SLM: Issues with traditional SLM
We introduced some basic aspects of SLM in the previous posts. We now turn to a list of issues with traditional Service Level Management.
Quantity instead of Quality
In general, it is easier to define a metric or KPI that is based on a quantitative parameter: the number of incidents, number of escalations, number of errors, minutes downtime, etc. That is the reason that this type of parameters are often found in SLA’s. In a lot of cases, quantity is not related to quality.
‘The number of incidents resolved’, for instance, is not a good quality parameter. It may well be that some of the incidents took years to acknowledge. ‘The number of incidents resolved in an agreed time frame’ is better, but the resolution may be only a temporary workaround? Or, in order to attain the required time frame, staffing is doubled and costs skyrocket.
We can go on giving examples like this. Sometimes, quantitative information is good, or can be rephrased to be meaningful. Sometimes quantitative parameters can be used as informational. But be avoid drawing up an SLA on the basis of purely quantitative parameters only.
There is another way to handle quantitative KPIs, but we leave this for a later post.
In our series of posts concerning SLM, SLAs, etc. we have started considering aspects of traditional SLM that lead us astray. We continue with the quantitative versus qualitative discussion.
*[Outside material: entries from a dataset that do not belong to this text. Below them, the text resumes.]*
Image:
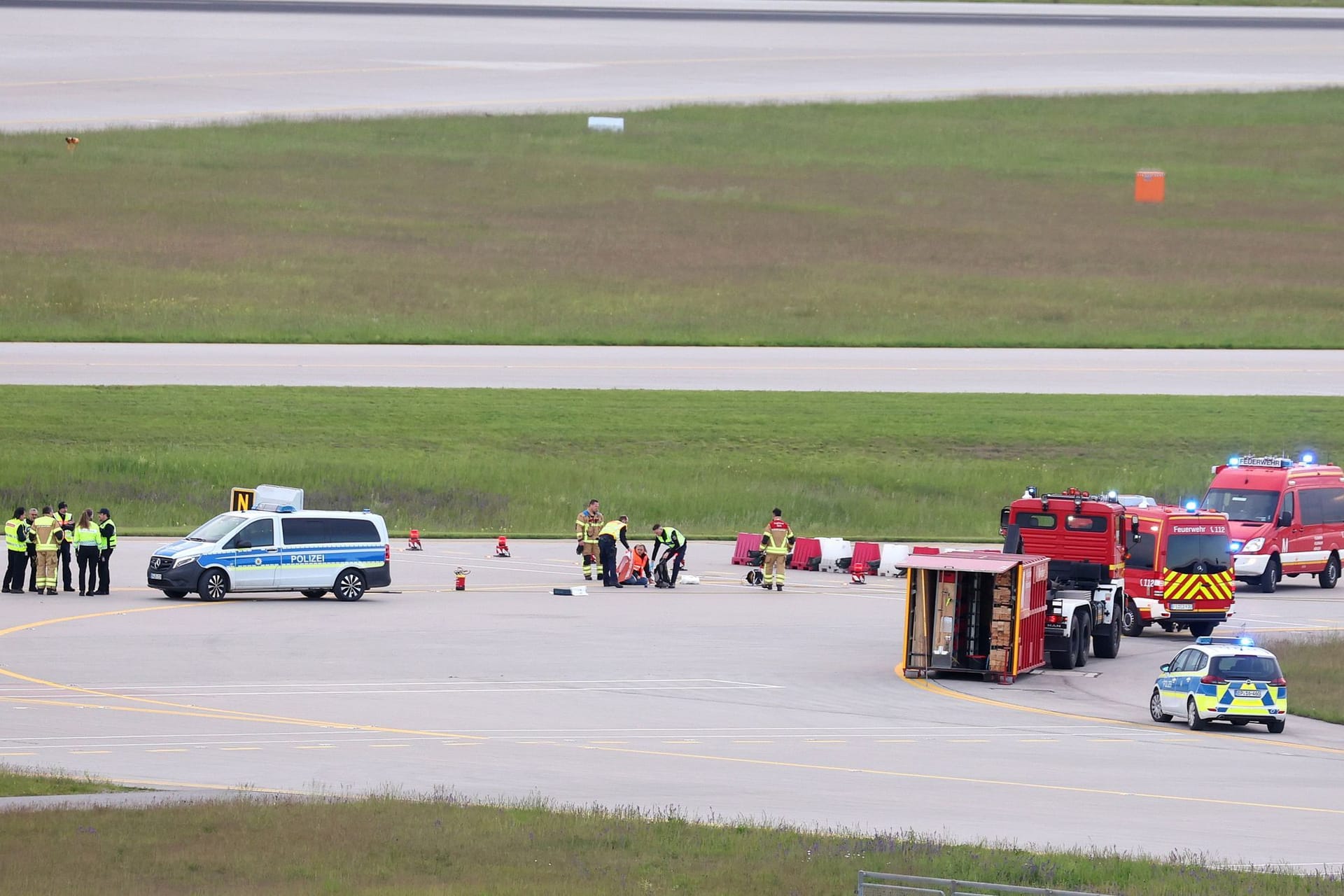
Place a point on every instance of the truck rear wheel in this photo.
(1269, 580)
(1132, 621)
(1329, 577)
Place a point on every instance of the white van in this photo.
(305, 551)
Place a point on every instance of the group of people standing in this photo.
(43, 546)
(597, 538)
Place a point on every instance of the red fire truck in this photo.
(1179, 570)
(1287, 517)
(1085, 538)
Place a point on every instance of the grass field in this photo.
(445, 848)
(1315, 672)
(980, 222)
(480, 461)
(17, 782)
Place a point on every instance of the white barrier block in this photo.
(834, 551)
(894, 558)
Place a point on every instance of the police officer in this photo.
(673, 547)
(17, 551)
(31, 552)
(106, 543)
(587, 527)
(606, 548)
(48, 536)
(67, 524)
(776, 543)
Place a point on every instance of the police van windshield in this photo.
(217, 528)
(1246, 668)
(1242, 507)
(1198, 554)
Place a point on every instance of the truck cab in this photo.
(1085, 538)
(1177, 571)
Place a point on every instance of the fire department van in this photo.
(1177, 571)
(1287, 517)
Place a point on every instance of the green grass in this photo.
(17, 782)
(441, 846)
(979, 222)
(1315, 672)
(483, 461)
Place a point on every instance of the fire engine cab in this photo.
(1085, 538)
(1179, 570)
(1287, 517)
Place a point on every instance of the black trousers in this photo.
(676, 564)
(606, 551)
(104, 580)
(14, 570)
(88, 559)
(65, 564)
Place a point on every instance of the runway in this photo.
(83, 65)
(718, 699)
(832, 370)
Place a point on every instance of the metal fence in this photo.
(875, 884)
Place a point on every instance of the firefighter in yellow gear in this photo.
(774, 543)
(48, 538)
(587, 528)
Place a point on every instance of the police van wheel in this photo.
(1155, 708)
(350, 586)
(214, 586)
(1331, 574)
(1193, 716)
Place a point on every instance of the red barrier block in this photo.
(804, 551)
(748, 542)
(866, 556)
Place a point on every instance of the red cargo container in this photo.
(804, 552)
(976, 612)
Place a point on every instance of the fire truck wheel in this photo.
(1132, 622)
(1331, 574)
(1193, 716)
(1269, 580)
(1155, 708)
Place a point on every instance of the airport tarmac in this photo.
(718, 699)
(1097, 371)
(83, 65)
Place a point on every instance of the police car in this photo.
(1222, 679)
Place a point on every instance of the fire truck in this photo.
(1179, 570)
(1085, 538)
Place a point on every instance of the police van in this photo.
(277, 547)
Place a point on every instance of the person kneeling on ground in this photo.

Lack of representativeness
The reason for defining metrics and KPIs was to measure the quality of a service. Quality is an abstract and broad notion that may have a subjective connotation that is hard to put in words. In most cases, KPIs are a representation of an aspect of the service, not the quality of the service as a whole. Performance related metrics that deal with speed or turnover, for instance, are often used as KPIs (see examples 1, 2, 4, 5).
Performance (typically measured by the quantitative types of metrics, see here) is only part of the quality that is expected. Consider the following two examples:
A ticket can be solved in the requested amount of time but using a temporary solution. Overall quality is suffering, having an impact on customer satisfaction.
The time on hold at a service desk is too high according to company standards, but most cases are resolved during this one call meaning that the effort pays and customers are positive about the service.
In other words, the lack of representation can go both ways: the quality may be higher or lower than expected, based on the performance KPI.
Another example: It is true that, on average, a customer that has to wait long on the phone before getting someone on the phone will likely be less happy than someone who does not have to wait at all. It is true that an IT issue that is resolved in 1 hour will be more appreciated than one that takes 2 days. But living in the illusion that fixing all IT incidents within an hour is the way to have a perfect IT service desk, is doomed to fail.
The wrong way around
The practice of defining (mainly performance-based) KPIs is wide-spread, so wide-spread in fact that often the reasoning is reversed: Instead of measuring a set of KPIs that may have a positive influence quality, one often (implicitly) states that the quality of a service is defined as the outcome of these KPIs.
To give an extreme example: Suppose the weather is proven to have an impact on customer satisfaction of a call center. Is it rational to state that the wheather defines quality? Should the Service Level be calculated based on the weather statistics? I don’t think many managers would buy this.
On the other hand, when Service Levels are defined, one often finds quality defined as just one parameter like, e.g., ‘waiting time on-hold’ or ‘system uptime’.
Focus on the wrong instances
A consequence of dealing with averages and aggregate metrics is that in some cases, when a threshold value is reached there is no longer an incentive to act on the individual instance that went wrong. As an example, consider example 6 given before. If the resolution time of an incident is above threshold, it is counted in the percentage and it will not get any better over time, but also not worse! In other words, there is no longer a reason to fix the incident as soon as possible. Rather, it may be better to focus on other incidents that can still be fixed within threshold.
The result may be a large number of open incidents and thus unhappy customers, and rightly so.
Gaming the system
We start by considering metric 1 in the examples given before, which is related to the on-hold time of a call. There are several ways to avoid the penalty of crossing the threshold for this metric:
One such way is to drop the call (a technical error is always possible after all).
Another way is to have an automated answering machine ask the user some (possibly irrelevant) questions.
A third option is to answer the call but forward it to a different team as soon as the user starts explaining the question or problem. In none of these cases, the service can be called qualitative, but the appropriate metrics are perfect. Other metrics can be gamed in similar ways.
To make things worse: Since usually only a small amount of KPIs are selected for monitoring service quality, they are easy to keep an eye on and follow-up. It is thus possible to make sure most of the metrics are managed in such a way that success is guaranteed.
If you combine this effect with the earlier issues one gets a nice collection of, say 5 KPIs and concludes that the service quality is optimal.
Avoid Accountability
When all goes wrong, and the KPIs are showing bad performance, there is one last option: avoid accountability. For instance, because other teams have not done their job which caused the resolution time to be above threshold. This can quickly lead to long discussions and eventually mistrust between teams and companies.